La vaste salle des Redoutes est très-bonne pour la
musique. C’est un parallélogramme, mais ses angles ne produisent pas d’échos. Il
n’y a qu’un parquet et une galerie. Ce fut dans un des concerts que j’y donnais
que le célèbre chanteur Pischek voulut se faire entendre pour la première fois à
Vienne. Je fus ravi de sa proposition, l’ayant connu et admiré à Francfort
trois ans auparavant. Il choisit pour ce jour-là une ballade de Uhland
intitulée : Des Saengers Fluch, mise en musique par Esser et qui
lui est très-favorable. Ce morceau étant avec piano obligé, je priai
Seymour-Schiff, un habile et vigoureux pianiste allemand, de l’accompagner; en
véritable artiste qu’il est, Seymour-Schiff y consentit. Nous allâmes donc
ensemble chez Pischek pour répéter sa ballade. Je n’ai pas besoin de dire qu’il
ne s’agit pas là d’une de ces babioles musicales que nous nommons ballades à
Paris; celle de Uhland est un poëme d’une certaine étendue que le musicien a
traité largement à la manière de Schubert, et l’œuvre d’Esser, essentiellement
variée, forte et dramatique, ne ressemble en aucune façon à nos petits couplets
plus ou moins bien recouverts d’un vernis gothique. Je ne saurais vous dire, mon
cher Humbert, l’impression que firent sur moi la voix incomparable et la verve
frémissante de Pischek, tant depuis trois ans il avait fait de progrès. Ce fut
une sorte d’ivresse assez semblable à celle que produisit Duprez sur le public
de l’Opéra le jour de son début dans Guillaume Tell. On n’a pas d’idée de
la beauté de ce baryton, de sa force, de sa plénitude dans les sons de poitrine,
de sa douceur ravissante dans les notes de tête, de son agilité et de sa
puissance. Son étendue est d’ailleurs considérable; elle embrasse, en voix
franche de poitrine, deux octaves, du la bémol grave au la bémol
aigu. Et quel souffle brûlant anime ce rare instrument! quelle passion, tantôt
savamment contenue, tantôt éclatant sans contrainte! Comme, en écoutant Pischek,
on reconnaît vite l’artiste, le vrai musicien! Il agite son auditeur et le calme
à son gré; il le fascine, il l’entraîne. Son enthousiasme, en chantant sa
ballade, me saisit dès les premières mesures; je me sentis rougir jusqu’aux
yeux; mes artères battaient à se rompre, et, fou de joie, je m’écriai : « Voilà
don Juan, voilà Roméo, voilà Cortez! » Pischek est en outre doué d’un extérieur
avantageux; sa taille est haute et bien prise, sa physionomie vive et animée. Il
est lecteur intrépide, pianiste d’une grande force, et assez fort
contre-pointiste pour improviser sans peine, dans le style fugué, sur le premier
thème venu. Il faut vraiment déplorer pour notre Opéra de Paris que Pischek ne
sache pas un mot de français. Né à Prague en
1810, je crois, la première langue qu’il parla fut le bohême, il apprit
ensuite l’allemand, plus tard l’italien, c’est de l’étude de l’anglais qu’il
s’occupe à cette heure; et c’est en anglais qu’il chantera à Londres cet hiver.

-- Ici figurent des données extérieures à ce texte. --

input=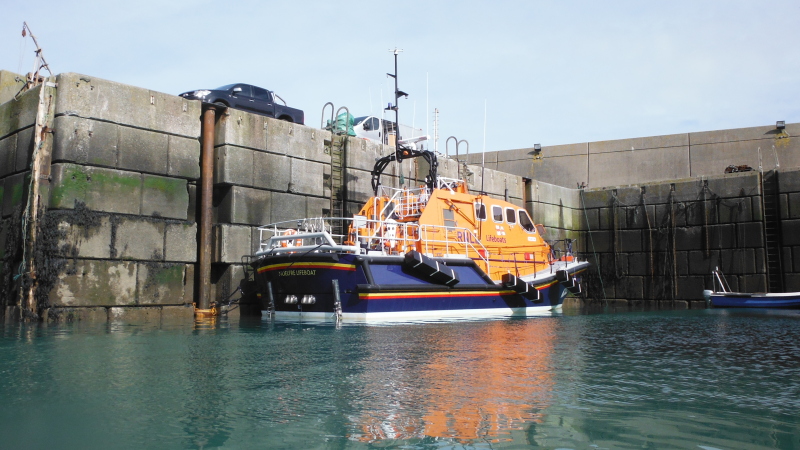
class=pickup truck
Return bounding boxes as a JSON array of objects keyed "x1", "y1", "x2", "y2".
[
  {"x1": 353, "y1": 116, "x2": 429, "y2": 149},
  {"x1": 180, "y1": 83, "x2": 305, "y2": 124}
]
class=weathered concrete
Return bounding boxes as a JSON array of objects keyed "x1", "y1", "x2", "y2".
[
  {"x1": 6, "y1": 74, "x2": 800, "y2": 322},
  {"x1": 468, "y1": 124, "x2": 800, "y2": 188}
]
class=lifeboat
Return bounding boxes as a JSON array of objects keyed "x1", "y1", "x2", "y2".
[{"x1": 250, "y1": 52, "x2": 589, "y2": 322}]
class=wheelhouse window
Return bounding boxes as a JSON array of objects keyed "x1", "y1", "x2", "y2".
[
  {"x1": 442, "y1": 208, "x2": 458, "y2": 228},
  {"x1": 506, "y1": 208, "x2": 517, "y2": 225},
  {"x1": 475, "y1": 203, "x2": 486, "y2": 220},
  {"x1": 519, "y1": 209, "x2": 536, "y2": 233},
  {"x1": 492, "y1": 205, "x2": 503, "y2": 223}
]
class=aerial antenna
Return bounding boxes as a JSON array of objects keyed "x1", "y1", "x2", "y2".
[
  {"x1": 433, "y1": 108, "x2": 439, "y2": 152},
  {"x1": 481, "y1": 99, "x2": 486, "y2": 195},
  {"x1": 385, "y1": 47, "x2": 408, "y2": 157},
  {"x1": 15, "y1": 22, "x2": 53, "y2": 98}
]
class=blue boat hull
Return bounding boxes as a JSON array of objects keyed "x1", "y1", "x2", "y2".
[{"x1": 253, "y1": 254, "x2": 584, "y2": 321}]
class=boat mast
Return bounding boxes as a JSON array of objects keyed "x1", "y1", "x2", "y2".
[{"x1": 370, "y1": 48, "x2": 439, "y2": 195}]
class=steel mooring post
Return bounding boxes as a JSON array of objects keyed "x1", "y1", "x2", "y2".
[{"x1": 195, "y1": 105, "x2": 217, "y2": 317}]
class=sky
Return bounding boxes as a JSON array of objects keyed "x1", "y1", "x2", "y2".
[{"x1": 0, "y1": 0, "x2": 800, "y2": 153}]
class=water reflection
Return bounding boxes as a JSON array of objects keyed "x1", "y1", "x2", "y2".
[
  {"x1": 352, "y1": 319, "x2": 559, "y2": 442},
  {"x1": 0, "y1": 311, "x2": 800, "y2": 449}
]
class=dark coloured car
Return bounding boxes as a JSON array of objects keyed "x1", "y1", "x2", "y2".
[{"x1": 181, "y1": 83, "x2": 305, "y2": 124}]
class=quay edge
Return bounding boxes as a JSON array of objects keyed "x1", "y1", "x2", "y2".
[{"x1": 0, "y1": 71, "x2": 800, "y2": 323}]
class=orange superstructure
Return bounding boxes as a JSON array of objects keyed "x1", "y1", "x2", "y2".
[{"x1": 348, "y1": 179, "x2": 553, "y2": 280}]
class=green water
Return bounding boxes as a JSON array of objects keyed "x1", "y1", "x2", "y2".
[{"x1": 0, "y1": 310, "x2": 800, "y2": 450}]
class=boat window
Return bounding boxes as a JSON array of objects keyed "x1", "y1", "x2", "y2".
[
  {"x1": 519, "y1": 209, "x2": 536, "y2": 233},
  {"x1": 442, "y1": 208, "x2": 458, "y2": 228},
  {"x1": 475, "y1": 203, "x2": 486, "y2": 220},
  {"x1": 506, "y1": 208, "x2": 517, "y2": 225},
  {"x1": 492, "y1": 205, "x2": 503, "y2": 223}
]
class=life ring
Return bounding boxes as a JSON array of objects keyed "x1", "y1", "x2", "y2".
[{"x1": 281, "y1": 228, "x2": 303, "y2": 247}]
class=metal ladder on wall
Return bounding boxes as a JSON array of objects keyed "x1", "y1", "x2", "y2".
[
  {"x1": 330, "y1": 135, "x2": 347, "y2": 229},
  {"x1": 760, "y1": 170, "x2": 783, "y2": 292},
  {"x1": 320, "y1": 102, "x2": 350, "y2": 235}
]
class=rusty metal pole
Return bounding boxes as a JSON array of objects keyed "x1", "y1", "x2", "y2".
[{"x1": 195, "y1": 105, "x2": 216, "y2": 317}]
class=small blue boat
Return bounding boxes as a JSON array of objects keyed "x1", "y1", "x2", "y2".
[{"x1": 703, "y1": 267, "x2": 800, "y2": 309}]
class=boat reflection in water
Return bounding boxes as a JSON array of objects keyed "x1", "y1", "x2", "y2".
[{"x1": 349, "y1": 318, "x2": 559, "y2": 443}]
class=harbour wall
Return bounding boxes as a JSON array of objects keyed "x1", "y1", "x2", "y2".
[
  {"x1": 465, "y1": 123, "x2": 800, "y2": 188},
  {"x1": 578, "y1": 169, "x2": 800, "y2": 308},
  {"x1": 0, "y1": 73, "x2": 800, "y2": 322},
  {"x1": 0, "y1": 73, "x2": 556, "y2": 322}
]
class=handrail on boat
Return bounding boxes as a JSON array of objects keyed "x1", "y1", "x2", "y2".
[{"x1": 256, "y1": 216, "x2": 491, "y2": 273}]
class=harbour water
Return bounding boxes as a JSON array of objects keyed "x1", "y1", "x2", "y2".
[{"x1": 0, "y1": 310, "x2": 800, "y2": 450}]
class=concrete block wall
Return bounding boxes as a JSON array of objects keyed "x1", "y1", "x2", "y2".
[
  {"x1": 0, "y1": 73, "x2": 200, "y2": 320},
  {"x1": 778, "y1": 169, "x2": 800, "y2": 292},
  {"x1": 468, "y1": 123, "x2": 800, "y2": 188},
  {"x1": 0, "y1": 80, "x2": 42, "y2": 311},
  {"x1": 582, "y1": 172, "x2": 767, "y2": 307}
]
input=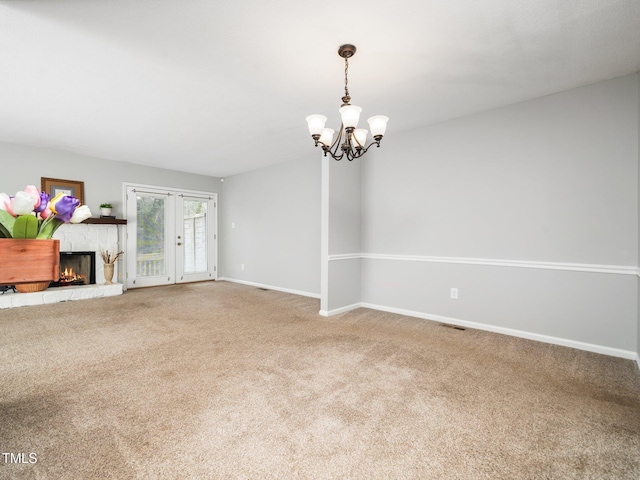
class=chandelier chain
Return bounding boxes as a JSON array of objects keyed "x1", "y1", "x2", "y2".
[{"x1": 344, "y1": 58, "x2": 351, "y2": 103}]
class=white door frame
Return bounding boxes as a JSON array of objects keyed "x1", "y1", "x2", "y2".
[{"x1": 122, "y1": 182, "x2": 218, "y2": 288}]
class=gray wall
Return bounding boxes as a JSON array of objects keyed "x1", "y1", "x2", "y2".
[
  {"x1": 320, "y1": 157, "x2": 362, "y2": 315},
  {"x1": 220, "y1": 155, "x2": 321, "y2": 296},
  {"x1": 0, "y1": 143, "x2": 221, "y2": 218},
  {"x1": 362, "y1": 74, "x2": 638, "y2": 353}
]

Son succès dans la ballade d’Esser à mon concert fut
spontané et général. Une romance, qu’à la demande du public, il chanta, en
outre, en s’accompagnant lui-même, acheva de faire délirer l’auditoire. On ne
pouvait, en effet, rien entendre de plus délicieux. Peu de jours après, il parut
au théâtre de la Vienne, d’abord dans le Zimmermann, de Lortzing,
puis dans les Puritains, où le fameux duo lui fournit l’occasion de
lutter avec Staudigl. Il devait jouer Don Juan quand je partis pour Prague; je
regrettai vivement de ne pouvoir l’entendre dans le rôle de ce héros de la
séduction et de l’audace, dont il est, j’en suis convaincu, l’idéal personnifié.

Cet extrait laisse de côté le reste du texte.